History

Japan
- Name: Awa Maru
- Operator: Nippon Yusen (NYK)
- Builder: Mitsubishi Shipbuilding & Engineering Co. Nagasaki, Japan
- Yard number: 102
- Laid down: 20 June 1898
- Launched: 27 July 1899
- Completed: 14 November 1899
- Out of service: 1930
- Fate: Scrapped

General characteristics
- Tonnage: 6,309 gross register tons (GRT)
- Length: 135.6 m (445 ft)
- Beam: 15.1 m (50 ft)
- Speed: 13 knots (24 km/h)

= Awa Maru (1899 ship) =

Japanese ocean liner

The Awa Maru (阿波丸) was a Japanese ocean liner owned by Nippon Yusen Kaisha. The ship was built in 1899 by Mitsubishi Shipbuilding & Engineering Co. at Nagasaki, Japan.

The ship's name comes in part from the ancient province of Awa. This turn-of-the-20th-century Awa Maru was the first NYK vessel to bear this name. A second mid-century, 11,249 ton Awa Maru was completed in 1943.

==History==
The ship was built by Mitsubishi at Nagasaki on the southern island of Kyushu. The keel was laid down on June 20, 1898. The Awa Maru was launched on July 27, 1899; and she was completed November 14, 1899.

The ship sailed the route between Japan and England, By 1914, the ship settled into a regular schedule of sailings between Yokohama and Seattle. and she would be taken out of service in 1930.

On December 27, 1906, the Awa Maru ran aground on the West Scar Rocks off Redcar. There were no deaths, thanks to the efforts of the Redcar lifeboat crew and local fishermen, and after eighteen days the vessel was successfully refloated.
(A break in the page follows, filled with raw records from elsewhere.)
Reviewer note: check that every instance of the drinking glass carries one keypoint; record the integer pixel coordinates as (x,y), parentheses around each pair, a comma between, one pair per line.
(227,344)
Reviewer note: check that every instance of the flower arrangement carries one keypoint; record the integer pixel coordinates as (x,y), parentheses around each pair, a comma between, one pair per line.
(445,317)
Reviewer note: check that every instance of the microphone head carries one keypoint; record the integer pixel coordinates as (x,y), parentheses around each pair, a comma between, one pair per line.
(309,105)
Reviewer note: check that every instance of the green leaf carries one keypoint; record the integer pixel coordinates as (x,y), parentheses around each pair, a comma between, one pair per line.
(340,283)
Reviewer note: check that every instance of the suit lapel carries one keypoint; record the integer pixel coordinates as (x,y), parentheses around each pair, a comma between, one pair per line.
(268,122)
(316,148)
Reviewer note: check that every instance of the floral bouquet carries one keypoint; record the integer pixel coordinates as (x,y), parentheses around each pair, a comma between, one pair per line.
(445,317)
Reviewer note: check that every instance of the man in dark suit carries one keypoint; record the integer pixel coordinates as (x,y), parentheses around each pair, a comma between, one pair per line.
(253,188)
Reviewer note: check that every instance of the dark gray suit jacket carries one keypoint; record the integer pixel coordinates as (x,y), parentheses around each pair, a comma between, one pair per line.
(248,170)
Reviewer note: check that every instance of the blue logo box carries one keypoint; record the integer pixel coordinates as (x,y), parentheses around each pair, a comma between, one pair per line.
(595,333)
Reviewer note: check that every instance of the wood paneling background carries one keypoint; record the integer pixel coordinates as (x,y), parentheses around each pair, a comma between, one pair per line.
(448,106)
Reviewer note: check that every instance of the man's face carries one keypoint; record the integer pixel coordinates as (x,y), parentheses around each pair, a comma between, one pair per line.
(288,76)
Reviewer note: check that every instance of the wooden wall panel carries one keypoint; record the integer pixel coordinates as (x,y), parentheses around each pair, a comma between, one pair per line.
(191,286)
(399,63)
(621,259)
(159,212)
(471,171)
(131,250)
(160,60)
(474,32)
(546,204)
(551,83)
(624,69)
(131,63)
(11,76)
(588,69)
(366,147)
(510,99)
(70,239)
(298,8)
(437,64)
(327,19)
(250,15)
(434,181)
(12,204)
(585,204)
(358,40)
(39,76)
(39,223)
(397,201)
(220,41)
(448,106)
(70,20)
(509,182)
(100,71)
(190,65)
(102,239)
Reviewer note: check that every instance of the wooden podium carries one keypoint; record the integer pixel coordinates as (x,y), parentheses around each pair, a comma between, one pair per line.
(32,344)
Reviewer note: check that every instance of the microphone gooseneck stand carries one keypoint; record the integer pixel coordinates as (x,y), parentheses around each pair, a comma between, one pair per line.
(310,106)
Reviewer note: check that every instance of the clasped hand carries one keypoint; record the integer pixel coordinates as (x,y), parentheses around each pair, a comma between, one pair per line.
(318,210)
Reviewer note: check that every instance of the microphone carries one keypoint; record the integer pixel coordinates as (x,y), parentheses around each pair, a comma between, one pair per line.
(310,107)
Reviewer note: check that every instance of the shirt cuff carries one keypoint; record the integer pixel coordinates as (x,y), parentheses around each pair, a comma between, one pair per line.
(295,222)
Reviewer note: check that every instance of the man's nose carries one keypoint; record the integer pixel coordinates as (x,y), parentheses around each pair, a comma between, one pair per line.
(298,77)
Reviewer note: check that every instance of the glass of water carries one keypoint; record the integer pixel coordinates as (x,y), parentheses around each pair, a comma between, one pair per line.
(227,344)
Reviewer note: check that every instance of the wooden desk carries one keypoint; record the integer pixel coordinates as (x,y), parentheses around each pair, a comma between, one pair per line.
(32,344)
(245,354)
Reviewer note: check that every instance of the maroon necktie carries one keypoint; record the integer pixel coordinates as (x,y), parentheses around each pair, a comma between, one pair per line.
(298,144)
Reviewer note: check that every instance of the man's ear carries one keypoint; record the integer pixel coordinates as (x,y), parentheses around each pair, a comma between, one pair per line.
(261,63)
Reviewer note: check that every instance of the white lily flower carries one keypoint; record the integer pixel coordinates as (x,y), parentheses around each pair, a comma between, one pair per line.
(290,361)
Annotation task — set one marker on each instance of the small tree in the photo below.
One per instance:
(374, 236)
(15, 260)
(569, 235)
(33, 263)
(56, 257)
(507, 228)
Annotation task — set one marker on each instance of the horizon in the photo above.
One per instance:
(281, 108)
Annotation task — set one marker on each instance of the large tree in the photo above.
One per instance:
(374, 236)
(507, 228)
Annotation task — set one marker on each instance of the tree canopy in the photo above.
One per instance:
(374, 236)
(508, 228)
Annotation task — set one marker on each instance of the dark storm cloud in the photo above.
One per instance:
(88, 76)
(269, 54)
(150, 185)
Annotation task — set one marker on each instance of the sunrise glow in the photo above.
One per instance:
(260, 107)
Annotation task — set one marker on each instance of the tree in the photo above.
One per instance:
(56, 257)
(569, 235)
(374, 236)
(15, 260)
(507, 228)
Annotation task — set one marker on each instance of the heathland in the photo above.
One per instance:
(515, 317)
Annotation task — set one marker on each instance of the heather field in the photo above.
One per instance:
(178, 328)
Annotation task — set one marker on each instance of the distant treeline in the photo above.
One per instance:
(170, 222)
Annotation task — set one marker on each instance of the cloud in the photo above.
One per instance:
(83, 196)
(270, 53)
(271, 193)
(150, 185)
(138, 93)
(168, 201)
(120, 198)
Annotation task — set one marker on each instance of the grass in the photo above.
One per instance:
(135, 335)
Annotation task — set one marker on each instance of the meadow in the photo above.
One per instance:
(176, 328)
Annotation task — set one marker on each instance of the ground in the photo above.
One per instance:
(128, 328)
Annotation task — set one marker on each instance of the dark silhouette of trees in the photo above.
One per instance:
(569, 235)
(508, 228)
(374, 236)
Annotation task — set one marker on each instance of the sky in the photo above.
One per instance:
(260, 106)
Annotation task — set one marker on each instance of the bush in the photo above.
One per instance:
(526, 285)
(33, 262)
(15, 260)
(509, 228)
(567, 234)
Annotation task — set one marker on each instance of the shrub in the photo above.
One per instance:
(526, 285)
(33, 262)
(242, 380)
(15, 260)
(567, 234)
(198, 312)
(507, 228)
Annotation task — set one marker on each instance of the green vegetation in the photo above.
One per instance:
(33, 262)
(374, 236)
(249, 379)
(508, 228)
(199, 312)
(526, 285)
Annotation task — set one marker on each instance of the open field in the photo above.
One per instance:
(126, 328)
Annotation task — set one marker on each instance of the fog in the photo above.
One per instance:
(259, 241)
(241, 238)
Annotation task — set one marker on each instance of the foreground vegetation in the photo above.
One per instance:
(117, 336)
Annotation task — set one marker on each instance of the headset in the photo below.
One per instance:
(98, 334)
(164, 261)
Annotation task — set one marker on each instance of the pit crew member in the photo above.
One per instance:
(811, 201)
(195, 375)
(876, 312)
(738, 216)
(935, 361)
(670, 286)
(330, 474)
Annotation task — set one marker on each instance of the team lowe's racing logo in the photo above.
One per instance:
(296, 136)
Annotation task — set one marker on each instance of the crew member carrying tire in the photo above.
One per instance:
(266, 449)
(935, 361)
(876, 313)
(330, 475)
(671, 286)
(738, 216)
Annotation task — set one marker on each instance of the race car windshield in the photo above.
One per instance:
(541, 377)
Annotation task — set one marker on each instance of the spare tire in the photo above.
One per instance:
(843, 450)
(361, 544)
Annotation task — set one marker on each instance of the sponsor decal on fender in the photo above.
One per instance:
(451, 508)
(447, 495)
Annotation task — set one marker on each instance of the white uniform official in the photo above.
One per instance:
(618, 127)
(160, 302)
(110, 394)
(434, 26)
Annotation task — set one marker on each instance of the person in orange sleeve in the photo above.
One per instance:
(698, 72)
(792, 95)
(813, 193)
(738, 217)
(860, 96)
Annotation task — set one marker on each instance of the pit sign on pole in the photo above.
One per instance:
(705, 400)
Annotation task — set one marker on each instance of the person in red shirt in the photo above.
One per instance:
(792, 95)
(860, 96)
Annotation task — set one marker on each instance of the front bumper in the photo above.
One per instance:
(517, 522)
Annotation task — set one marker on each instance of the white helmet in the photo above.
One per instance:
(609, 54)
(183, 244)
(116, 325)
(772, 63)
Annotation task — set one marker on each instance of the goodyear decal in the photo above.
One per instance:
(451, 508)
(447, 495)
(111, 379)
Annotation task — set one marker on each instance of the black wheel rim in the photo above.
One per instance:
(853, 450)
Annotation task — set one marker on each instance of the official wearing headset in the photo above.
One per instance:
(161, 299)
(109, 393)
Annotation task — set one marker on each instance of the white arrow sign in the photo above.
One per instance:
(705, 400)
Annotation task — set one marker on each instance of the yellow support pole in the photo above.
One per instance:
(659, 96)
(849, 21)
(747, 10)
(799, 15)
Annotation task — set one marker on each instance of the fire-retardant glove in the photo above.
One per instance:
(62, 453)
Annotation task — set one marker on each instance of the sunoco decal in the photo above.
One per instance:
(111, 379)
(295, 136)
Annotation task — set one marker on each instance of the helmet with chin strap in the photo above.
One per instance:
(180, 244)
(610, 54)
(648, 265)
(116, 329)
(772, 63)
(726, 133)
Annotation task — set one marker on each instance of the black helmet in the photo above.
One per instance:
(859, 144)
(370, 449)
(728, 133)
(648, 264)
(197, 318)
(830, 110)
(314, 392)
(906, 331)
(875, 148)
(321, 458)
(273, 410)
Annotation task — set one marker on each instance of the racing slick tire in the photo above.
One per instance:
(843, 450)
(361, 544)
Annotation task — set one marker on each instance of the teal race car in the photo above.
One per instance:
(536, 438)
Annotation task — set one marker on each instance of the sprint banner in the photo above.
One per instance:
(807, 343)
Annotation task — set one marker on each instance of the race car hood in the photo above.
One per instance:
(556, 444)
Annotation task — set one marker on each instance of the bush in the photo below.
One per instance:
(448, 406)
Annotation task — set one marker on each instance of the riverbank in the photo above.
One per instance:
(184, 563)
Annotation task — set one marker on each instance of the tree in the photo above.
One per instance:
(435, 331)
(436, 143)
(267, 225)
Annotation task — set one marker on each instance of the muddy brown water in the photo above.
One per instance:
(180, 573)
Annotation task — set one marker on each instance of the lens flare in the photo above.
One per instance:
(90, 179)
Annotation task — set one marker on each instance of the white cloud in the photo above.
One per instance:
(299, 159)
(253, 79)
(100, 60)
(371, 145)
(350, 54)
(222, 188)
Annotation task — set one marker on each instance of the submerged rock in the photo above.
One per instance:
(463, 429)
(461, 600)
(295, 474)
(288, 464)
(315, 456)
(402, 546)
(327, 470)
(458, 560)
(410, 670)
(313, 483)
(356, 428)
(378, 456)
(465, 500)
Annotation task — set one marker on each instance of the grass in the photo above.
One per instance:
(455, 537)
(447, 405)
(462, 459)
Arguably the most important voyage of this Awa Maru began when it left Yokohama on February 14, 1912, carrying 3,020 cherry trees of twelve varieties. These fragile tree slips were bound for Seattle where they were trans-shipped across the North American continent via insulated freight cars. On arrival in Washington, D.C., these trees they would form the genesis of the National Cherry Blossom Festival.